House Finance Committee Republicans advanced Governor Glenn Youngkin’s gas tax holiday bill and killed Democrats’ alternate $50-per-car tax refund proposal on Tuesday. The bill includes a 100-percent motor fuels tax reduction from May 1 through July 31, a 50 percent reduction in August, and a 25 percent reduction in September. It also includes a two-percent cap on future annual rate adjustments. (RELATED: Virginia’s Governor Proposes 3-Month Gas Tax Holiday)

“As I testified to the House and the Senate early in the year, we have an exceptional amount of revenue that we did not expect a couple of years ago in the transportation plan. Over the six years it’s in the billions of dollars. And obviously, the governor has made a pledge to try to get some of the revenue back to the citizens who’ve contributed to the Commonwealth, particularly in this time of high inflation and economic trouble,” Secretary of Transportation Sheppard “Shep” Miller III told the committee.

Currently, the gas tax is 26.2 cents. Virginia’s average gas price is $3.94, up from $2.71 a year ago but down from $4.23 a month ago, according to gasolinemiseryindex.com. Republicans said that the money would come out of transportation fund surpluses.

Virginia Democrats have objected to the gas tax holiday plan, listing concerns that lowered costs might not be passed on to consumers, benefits would be shared by out-of-state visitors, and that Virginia’s transportation network would suffer from lost funding. Delegate Vivian Watts (D-Fairfax) presented the Democratic proposal. She presented a statistic saying that the average motorist nationally drives 1,000 miles a month, and that the average Virginian gets 23.7 miles per gallon.

“So if you take those two numbers, and you have your tax holiday is 26.2 cents a gallon, even if it was all passed on, the maximum for the average family is just $11 a month. I know that we’re all hurting in many, many ways, but the $11 a month won’t feed anyone at McDonald’s,” Watts said.

She said that rising petroleum costs are impacting asphalt costs, and as a result, affecting transportation maintenance costs.

“By law, 53 percent of the gasoline tax revenue goes to maintenance: filling the potholes, making sure that you can move the snow, making sure of safety rails. That 53 percent is not something that is back-filled at all with federal dollars, but it’s also where every single working family is touched the moment they get out of their driveway, as to the condition of our roads,” Watts said.

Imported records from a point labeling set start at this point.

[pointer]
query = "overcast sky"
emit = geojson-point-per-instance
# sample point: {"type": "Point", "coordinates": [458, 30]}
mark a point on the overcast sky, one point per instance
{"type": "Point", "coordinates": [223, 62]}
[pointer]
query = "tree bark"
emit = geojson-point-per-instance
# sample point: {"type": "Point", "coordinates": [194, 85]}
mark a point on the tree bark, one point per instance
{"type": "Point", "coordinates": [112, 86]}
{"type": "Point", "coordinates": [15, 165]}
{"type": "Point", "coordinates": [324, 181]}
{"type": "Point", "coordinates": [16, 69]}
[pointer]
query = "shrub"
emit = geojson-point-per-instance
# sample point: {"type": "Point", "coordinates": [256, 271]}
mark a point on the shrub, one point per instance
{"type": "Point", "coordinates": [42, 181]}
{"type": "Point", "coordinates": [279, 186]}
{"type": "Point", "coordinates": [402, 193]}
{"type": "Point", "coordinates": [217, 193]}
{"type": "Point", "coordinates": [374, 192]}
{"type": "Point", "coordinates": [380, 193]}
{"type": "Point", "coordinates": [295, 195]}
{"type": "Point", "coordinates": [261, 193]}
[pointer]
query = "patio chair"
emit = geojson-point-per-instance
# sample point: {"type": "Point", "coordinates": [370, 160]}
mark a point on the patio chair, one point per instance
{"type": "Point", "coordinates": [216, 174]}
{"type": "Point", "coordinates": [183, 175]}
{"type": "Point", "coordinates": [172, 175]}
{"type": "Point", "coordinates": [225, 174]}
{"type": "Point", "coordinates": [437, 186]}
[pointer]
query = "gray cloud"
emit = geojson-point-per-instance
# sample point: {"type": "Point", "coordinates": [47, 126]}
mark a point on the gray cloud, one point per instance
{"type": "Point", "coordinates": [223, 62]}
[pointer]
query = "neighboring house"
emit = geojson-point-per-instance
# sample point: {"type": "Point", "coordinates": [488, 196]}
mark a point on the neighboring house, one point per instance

The Democratic proposal would provide $50 per car registered in Virginia, up to $100 per household. (RELATED: Virginia State House Democrats Propose $50 Tax Rebate to Car Owners)

She said, “I’d just like to emphasize that I think we’re in a very unique point in Virginia with our status of the budget that we are currently negotiating. With this surplus that we have $14.7 billion, we have a unique opportunity to tackle both real tax relief for Virginia families as well as focus on our infrastructure and the projects that need attention in the Commonwealth. In terms of tackling some of the misconceptions that have been raised during this committee meeting about gutting some of the infrastructure transportation projects, it simply needs to be clarified that again, this does not affect any existing projects at all.”

In a non-recorded voice vote, the committee voted to send the Republican version of the bill to the House Appropriations committee.

“Today’s vote was an important step in moving our proposal to lower gas prices for Virginians feeling pain at the pump for too long,” Youngkin said afterwards in a press release. “We know there’s plenty of money available to bring some relief to Virginians now as we head into these busy summer months. As we saw in Maryland, this proposal would bring quick relief to Virginians struggling with high gas prices. I applaud today’s constructive hearing and look forward to working in a bipartisan manner with the General Assembly to help pass this important legislation. Virginians are counting on us to put politics aside and deliver for them.”